The California Business Roundtable, which is a player in many state issues, chipped in $15,000. Group president Bill Hauck said his members all provide employee health care and aren't much focused on the year of health care. The group has also given to Democrat Jack O'Connell's inauguration for a second term as schools chief, Hauck said.

"We're generally supportive of the governor," Hauck said. "And that would be true of any governor, actually."

Chevron ($50,000), ConocoPhillips and the California Independent Petroleum Association ($15,000 each) have a stake in the implementation of a landmark global warming bill.
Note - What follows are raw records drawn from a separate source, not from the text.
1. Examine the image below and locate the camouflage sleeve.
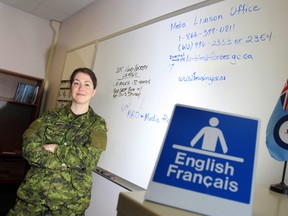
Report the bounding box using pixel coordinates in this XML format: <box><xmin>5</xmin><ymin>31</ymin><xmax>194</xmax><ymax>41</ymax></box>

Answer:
<box><xmin>55</xmin><ymin>121</ymin><xmax>107</xmax><ymax>171</ymax></box>
<box><xmin>22</xmin><ymin>115</ymin><xmax>61</xmax><ymax>169</ymax></box>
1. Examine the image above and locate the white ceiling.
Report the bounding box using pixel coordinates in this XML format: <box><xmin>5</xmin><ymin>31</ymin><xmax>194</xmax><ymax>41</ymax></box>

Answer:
<box><xmin>0</xmin><ymin>0</ymin><xmax>97</xmax><ymax>22</ymax></box>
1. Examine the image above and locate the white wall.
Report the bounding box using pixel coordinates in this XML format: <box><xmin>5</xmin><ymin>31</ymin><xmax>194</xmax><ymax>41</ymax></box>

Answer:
<box><xmin>0</xmin><ymin>3</ymin><xmax>53</xmax><ymax>78</ymax></box>
<box><xmin>46</xmin><ymin>0</ymin><xmax>283</xmax><ymax>216</ymax></box>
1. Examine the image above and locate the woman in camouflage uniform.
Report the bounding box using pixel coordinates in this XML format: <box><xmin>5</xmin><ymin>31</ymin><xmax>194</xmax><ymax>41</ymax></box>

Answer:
<box><xmin>8</xmin><ymin>68</ymin><xmax>107</xmax><ymax>216</ymax></box>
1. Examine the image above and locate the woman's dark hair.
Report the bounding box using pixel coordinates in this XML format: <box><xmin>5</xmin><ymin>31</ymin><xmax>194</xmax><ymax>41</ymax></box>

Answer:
<box><xmin>70</xmin><ymin>67</ymin><xmax>97</xmax><ymax>89</ymax></box>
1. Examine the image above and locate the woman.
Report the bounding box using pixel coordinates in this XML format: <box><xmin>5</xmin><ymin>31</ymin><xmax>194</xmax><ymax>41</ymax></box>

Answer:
<box><xmin>8</xmin><ymin>68</ymin><xmax>107</xmax><ymax>216</ymax></box>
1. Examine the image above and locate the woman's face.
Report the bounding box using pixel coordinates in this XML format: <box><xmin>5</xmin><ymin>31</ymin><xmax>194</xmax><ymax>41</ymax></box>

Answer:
<box><xmin>71</xmin><ymin>72</ymin><xmax>96</xmax><ymax>105</ymax></box>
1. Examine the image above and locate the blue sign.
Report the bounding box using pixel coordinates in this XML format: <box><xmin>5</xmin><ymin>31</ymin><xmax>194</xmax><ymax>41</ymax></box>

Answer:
<box><xmin>152</xmin><ymin>105</ymin><xmax>258</xmax><ymax>204</ymax></box>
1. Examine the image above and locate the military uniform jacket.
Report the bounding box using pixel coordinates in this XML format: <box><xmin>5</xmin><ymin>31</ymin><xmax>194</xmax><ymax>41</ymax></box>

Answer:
<box><xmin>17</xmin><ymin>106</ymin><xmax>107</xmax><ymax>213</ymax></box>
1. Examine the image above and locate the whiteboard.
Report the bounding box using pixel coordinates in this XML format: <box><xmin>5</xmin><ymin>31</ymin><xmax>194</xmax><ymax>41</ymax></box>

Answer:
<box><xmin>91</xmin><ymin>0</ymin><xmax>288</xmax><ymax>188</ymax></box>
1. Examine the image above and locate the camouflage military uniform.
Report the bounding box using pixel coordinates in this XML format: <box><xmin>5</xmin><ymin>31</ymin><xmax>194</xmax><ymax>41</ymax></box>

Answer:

The California Chamber, plus the California Building Industry Association and the California State Building & Construction Trades ($15,000) stand to gain as the state starts spending about $37 billion in recently-approved infrastructure bonds.

The Foundation for Taxpayer and Consumer Rights, a frequent critic of Schwarzenegger's $100-million-and-counting fundraising apparatus, derides the "inauguration slush fund" for offering "secret access to the governor and legislators."

The governor's staff maintains that Schwarzenegger will not be swayed by the donations, which save taxpayer expense.

Schwarzenegger "acts in what he believes to be the best interests of the people of California," said spokeswoman Julie Soderlund. "Those who contribute do so because they believe in his vision for the future of the state."